The Washington Post has extensive coverage:

* David Broder's remarkable life and career
* Photo Gallery
* Statements from the Broder family and the White House.
* Lives Remembered: Remembering David Broder
* David S. Broder: The best political reporter of his time
* On David Broder
* Column Archive (Their selection of his best work is here and an additional archive of his work from the Seattle Times can be found here.) His final WashPost column.
* Video Archive (including "The Best Election I Ever Covered")

Here's his 400th appearance on Meet the Press.

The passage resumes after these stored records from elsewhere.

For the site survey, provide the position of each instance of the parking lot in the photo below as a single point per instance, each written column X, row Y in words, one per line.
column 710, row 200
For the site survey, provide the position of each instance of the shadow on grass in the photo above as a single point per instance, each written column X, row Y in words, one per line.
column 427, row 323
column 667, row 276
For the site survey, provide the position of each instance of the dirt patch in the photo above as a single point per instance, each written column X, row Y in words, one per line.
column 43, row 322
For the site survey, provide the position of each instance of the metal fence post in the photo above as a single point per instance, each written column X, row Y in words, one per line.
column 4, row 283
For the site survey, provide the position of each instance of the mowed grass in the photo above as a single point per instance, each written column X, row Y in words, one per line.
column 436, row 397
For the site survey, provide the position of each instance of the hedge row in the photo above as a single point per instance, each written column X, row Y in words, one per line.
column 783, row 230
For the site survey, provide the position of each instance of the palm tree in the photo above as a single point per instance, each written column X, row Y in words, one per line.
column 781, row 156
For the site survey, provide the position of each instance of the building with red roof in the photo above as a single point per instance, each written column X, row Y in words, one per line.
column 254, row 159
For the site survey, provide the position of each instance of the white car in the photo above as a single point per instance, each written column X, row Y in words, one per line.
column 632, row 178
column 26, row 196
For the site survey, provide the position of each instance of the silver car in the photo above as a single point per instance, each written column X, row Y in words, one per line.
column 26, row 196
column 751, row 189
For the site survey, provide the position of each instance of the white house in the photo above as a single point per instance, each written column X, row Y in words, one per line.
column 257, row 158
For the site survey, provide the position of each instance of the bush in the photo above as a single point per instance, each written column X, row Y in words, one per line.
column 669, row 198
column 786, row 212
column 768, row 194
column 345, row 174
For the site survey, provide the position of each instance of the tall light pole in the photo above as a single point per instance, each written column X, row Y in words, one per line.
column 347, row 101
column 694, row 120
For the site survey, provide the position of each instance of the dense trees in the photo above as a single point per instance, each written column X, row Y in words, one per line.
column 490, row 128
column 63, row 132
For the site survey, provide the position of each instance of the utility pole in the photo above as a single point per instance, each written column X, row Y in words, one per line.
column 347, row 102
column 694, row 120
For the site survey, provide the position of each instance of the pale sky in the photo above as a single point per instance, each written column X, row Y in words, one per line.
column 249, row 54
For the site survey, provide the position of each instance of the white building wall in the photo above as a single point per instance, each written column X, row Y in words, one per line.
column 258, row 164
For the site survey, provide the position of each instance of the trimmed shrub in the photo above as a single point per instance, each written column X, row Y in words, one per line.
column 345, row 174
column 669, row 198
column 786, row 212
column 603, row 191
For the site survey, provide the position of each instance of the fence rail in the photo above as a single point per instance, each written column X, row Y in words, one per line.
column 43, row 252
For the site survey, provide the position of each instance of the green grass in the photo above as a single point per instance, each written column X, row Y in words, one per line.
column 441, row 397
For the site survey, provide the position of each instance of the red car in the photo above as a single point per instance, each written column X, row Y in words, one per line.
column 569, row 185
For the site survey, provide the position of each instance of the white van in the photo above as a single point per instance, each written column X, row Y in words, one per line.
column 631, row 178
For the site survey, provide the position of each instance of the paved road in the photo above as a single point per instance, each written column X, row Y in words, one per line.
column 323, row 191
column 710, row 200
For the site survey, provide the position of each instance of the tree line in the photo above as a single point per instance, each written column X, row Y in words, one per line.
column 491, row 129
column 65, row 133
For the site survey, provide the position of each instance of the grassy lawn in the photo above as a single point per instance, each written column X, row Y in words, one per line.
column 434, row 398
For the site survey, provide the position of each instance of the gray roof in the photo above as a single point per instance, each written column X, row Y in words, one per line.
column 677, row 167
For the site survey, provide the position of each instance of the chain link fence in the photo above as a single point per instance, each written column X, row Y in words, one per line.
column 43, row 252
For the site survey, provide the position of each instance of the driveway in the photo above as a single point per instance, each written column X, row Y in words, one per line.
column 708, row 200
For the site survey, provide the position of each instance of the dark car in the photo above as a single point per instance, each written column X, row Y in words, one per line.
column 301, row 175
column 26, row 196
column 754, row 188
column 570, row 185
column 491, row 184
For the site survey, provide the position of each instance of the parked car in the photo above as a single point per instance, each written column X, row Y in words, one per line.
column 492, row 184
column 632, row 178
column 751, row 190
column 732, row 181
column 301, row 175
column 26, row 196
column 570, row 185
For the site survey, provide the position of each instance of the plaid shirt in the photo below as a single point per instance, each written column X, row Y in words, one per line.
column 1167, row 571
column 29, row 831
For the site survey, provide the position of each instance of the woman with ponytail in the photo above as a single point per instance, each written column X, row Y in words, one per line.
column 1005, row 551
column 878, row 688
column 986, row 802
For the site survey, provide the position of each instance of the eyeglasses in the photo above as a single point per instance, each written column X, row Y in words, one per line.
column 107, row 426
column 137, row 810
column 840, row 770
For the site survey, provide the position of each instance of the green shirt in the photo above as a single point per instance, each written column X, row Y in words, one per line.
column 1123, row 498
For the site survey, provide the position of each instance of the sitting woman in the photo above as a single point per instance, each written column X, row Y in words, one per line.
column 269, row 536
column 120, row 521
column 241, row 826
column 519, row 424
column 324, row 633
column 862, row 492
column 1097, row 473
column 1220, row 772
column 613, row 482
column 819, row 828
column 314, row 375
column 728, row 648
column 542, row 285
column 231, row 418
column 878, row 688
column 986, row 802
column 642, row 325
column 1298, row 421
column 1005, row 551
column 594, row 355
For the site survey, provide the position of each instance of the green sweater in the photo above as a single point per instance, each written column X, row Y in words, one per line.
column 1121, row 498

* Covering politics with David Broder (by former WashPost White House correspondent Lou Cannon"):
When [my eldest son] Carl was at the Baltimore Sun, a young reporter complained that one of the prima donnas in our business had treated him shoddily. Carl told him to forget it and to think instead of the example set by Broder. "Don't ever think it's necessary to be puffed up," Carl advised the young reporter. When I was a teenager, he said, David Broder never came to our house and didn't ask me what I was doing or how I felt. He is the greatest of them all, and he never had a swelled head."
And, from colleague Joel Achenbach:
"A number of ideologues, particularly in Blogworld, hated him for his political leanings, which were very close to being perfectly vertical. But that was enraging: He anchored himself in the political center, and religiously espoused good government, compromise solutions and bipartisanship. Naturally, the true believers viewed him as a dangerous moderate, a dinosaur, a centrist crank."
Outside the Beltway:
"His name became something of an epithet on the Left, with “Broderism” used to describe a neutral and bland form of commentary that refused to call out truly bad conduct in the name of bipartisan objectivity. But Broder was simply a holdover from an era where journalists–even columnists–thought they were in the business of covering the news rather than making policy."

Linda Perlstein has posted a short remembrance, calling Mr. Broder, "one of the kindest colleagues I ever had."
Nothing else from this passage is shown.